A Simulation Study Using a Network Optimization Model for Super Bowl XLIX Estimated a 39.6 Percent Reduction in Total Vehicle-Hours with Ridesharing Drop-Off and Parking Considerations.
Transportation Network Optimization Microstimulated Using Real-World Data from Superbowl Event held in Arizona Estimated Mobility Benefits.
Glendale
Planned Special Event Network Optimization Model Considering Parking and Ridesharing Drop-Off
Summary Information
A planned special event (PSE), such as a sports game or a concert, can greatly interfere with the normal operations of a transportation system. This study focused on the PSE traffic planning problem by simultaneously considering optimized parking, ridesharing, and network configuration options for relieving congestion. An optimization problem was formulated to minimize total travel time experienced by travelers, utilizing two optimization algorithms. Both optimization algorithms were tested using the real network and traffic data from Super Bowl XLIX held in Glendale, Arizona in 2015, and were evaluated against the baseline network having a default lane configuration.
METHODOLOGY
The objective of the PSE traffic planning method proposed in this study is to minimize the total travel time. The first optimization algorithm was a customized Genetic Algorithm (GA) with Link Expansion (GALE), allowing the expansion of the number of lanes on the links when feasible. The second algorithm was a GA with Congestion Relief (GA+CR) that considered ridesharing locations, recommended routes, and lane configurations. The simulation included parking search behavior, ridesharing, and congestion at drop-off locations.
FINDINGS
- Results show that GA+CR generates a good solution after the first iteration, saving 34.2 percent of total vehicle-hours compared with the baseline network (110.10 versus 167.36 vehicle-hours). This suggests that CR can effectively optimize the network with the given route recommendations and ridesharing location.

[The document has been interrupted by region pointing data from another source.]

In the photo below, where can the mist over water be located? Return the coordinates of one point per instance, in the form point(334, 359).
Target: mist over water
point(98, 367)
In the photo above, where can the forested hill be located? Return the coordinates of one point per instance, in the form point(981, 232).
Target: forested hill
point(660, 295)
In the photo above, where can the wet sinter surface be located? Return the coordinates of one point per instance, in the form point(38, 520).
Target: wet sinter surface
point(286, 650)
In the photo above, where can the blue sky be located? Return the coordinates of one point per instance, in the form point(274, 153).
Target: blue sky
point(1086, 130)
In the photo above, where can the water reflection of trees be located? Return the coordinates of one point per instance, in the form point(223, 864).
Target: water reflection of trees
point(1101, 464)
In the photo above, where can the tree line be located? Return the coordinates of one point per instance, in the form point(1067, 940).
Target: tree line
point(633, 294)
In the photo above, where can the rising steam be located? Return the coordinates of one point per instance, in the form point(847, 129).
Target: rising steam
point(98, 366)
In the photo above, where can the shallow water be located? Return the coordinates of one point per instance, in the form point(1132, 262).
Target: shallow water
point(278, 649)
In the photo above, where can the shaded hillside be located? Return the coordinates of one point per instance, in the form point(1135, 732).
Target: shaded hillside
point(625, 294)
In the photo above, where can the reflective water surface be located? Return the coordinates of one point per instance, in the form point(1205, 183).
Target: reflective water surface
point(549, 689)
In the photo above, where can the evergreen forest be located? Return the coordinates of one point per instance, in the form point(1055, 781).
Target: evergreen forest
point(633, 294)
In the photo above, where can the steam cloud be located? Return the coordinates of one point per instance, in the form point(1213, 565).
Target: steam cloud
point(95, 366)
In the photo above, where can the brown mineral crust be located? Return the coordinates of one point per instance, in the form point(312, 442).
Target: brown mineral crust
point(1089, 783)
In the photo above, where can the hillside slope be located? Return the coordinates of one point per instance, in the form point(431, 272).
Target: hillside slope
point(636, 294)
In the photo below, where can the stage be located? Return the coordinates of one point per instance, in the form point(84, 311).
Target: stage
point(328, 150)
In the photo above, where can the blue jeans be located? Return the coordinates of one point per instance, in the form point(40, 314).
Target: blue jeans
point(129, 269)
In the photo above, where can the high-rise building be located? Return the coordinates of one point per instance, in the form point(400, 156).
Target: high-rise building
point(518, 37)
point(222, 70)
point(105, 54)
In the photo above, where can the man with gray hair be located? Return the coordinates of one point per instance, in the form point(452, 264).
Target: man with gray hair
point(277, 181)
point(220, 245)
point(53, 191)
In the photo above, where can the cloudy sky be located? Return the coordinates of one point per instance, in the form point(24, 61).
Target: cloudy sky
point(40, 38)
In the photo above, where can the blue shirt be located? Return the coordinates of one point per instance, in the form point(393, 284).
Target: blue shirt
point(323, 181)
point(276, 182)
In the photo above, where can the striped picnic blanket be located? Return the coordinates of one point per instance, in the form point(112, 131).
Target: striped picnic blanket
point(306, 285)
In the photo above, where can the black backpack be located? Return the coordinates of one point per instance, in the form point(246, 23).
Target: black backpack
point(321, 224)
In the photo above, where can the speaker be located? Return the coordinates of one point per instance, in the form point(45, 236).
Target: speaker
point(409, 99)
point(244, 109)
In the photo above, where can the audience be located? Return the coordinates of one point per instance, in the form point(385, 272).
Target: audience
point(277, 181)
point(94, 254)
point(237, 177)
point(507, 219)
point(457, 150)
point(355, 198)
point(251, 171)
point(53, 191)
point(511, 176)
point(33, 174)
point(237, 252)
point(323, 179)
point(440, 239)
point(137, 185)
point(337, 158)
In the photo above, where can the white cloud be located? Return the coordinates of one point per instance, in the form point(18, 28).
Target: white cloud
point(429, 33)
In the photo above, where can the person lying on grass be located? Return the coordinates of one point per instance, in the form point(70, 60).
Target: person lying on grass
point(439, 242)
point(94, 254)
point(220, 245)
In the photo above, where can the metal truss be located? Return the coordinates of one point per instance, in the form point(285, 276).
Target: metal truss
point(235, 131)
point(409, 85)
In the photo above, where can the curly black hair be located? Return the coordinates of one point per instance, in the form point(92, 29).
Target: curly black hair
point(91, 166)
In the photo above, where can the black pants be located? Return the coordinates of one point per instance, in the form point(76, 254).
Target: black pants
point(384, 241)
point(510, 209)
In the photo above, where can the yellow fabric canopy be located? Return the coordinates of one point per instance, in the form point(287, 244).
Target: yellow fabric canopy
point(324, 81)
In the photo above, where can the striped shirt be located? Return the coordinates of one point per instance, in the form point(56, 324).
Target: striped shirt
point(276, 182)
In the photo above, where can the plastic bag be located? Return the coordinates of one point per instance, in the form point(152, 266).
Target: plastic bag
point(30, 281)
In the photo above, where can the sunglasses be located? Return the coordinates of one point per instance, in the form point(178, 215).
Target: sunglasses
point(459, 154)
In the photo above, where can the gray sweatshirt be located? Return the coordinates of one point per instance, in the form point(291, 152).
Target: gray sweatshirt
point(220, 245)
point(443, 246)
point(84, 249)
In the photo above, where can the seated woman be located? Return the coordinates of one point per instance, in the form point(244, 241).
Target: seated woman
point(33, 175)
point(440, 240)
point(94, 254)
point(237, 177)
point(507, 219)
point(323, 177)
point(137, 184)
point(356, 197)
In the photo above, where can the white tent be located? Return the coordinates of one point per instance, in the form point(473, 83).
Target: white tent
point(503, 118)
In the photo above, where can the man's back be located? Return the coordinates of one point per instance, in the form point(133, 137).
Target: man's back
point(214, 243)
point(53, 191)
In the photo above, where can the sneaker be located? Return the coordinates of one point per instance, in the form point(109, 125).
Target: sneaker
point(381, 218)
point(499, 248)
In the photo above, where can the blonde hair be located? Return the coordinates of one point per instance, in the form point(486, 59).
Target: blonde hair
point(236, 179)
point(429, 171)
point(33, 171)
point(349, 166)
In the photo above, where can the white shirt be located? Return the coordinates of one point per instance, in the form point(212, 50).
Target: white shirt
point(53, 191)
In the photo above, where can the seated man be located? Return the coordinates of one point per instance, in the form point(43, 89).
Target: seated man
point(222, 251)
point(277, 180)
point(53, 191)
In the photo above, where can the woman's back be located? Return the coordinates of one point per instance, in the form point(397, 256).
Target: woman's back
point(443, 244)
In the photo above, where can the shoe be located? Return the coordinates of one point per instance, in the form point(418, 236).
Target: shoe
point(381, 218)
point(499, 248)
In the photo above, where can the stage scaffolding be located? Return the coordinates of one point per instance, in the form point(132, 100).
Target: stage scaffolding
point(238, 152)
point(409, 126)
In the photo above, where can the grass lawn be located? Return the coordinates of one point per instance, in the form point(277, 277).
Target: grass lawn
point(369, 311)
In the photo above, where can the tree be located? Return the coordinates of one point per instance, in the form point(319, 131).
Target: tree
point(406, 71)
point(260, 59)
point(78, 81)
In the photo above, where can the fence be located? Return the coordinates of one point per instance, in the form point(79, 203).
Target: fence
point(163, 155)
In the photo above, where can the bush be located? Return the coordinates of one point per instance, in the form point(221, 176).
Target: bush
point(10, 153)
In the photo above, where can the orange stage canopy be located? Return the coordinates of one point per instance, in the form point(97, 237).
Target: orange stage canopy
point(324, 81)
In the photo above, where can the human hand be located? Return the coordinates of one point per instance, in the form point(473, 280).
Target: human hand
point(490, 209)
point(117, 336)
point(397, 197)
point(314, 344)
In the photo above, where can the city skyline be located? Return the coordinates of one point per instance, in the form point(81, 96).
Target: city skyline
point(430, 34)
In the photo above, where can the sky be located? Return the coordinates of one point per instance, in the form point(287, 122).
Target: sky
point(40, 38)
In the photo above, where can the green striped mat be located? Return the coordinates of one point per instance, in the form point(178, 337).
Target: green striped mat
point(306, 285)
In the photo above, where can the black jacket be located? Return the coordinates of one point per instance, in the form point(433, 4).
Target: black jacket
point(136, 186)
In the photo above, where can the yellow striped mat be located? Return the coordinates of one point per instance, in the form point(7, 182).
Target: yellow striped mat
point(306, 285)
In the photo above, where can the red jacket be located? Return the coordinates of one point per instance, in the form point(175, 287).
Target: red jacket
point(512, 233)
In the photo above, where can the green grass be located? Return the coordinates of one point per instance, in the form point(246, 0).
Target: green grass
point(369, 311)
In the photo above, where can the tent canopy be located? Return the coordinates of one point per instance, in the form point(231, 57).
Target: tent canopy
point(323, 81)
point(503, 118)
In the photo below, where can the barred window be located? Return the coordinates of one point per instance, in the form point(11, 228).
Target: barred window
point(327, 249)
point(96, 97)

- Results also reveal further improvement as more route recommendations and ridesharing drop-off locations are explored, and reaches 101.08 after five iterations, a 39.6 percent reduction from the baseline value.
- Regarding the GALE algorithm, the results showed that GALE was not able to improve the objective function significantly; after five iterations, the total vehicle-hours was improved by 0.9 only (0.54 percent reduction comparing default benchmark solution).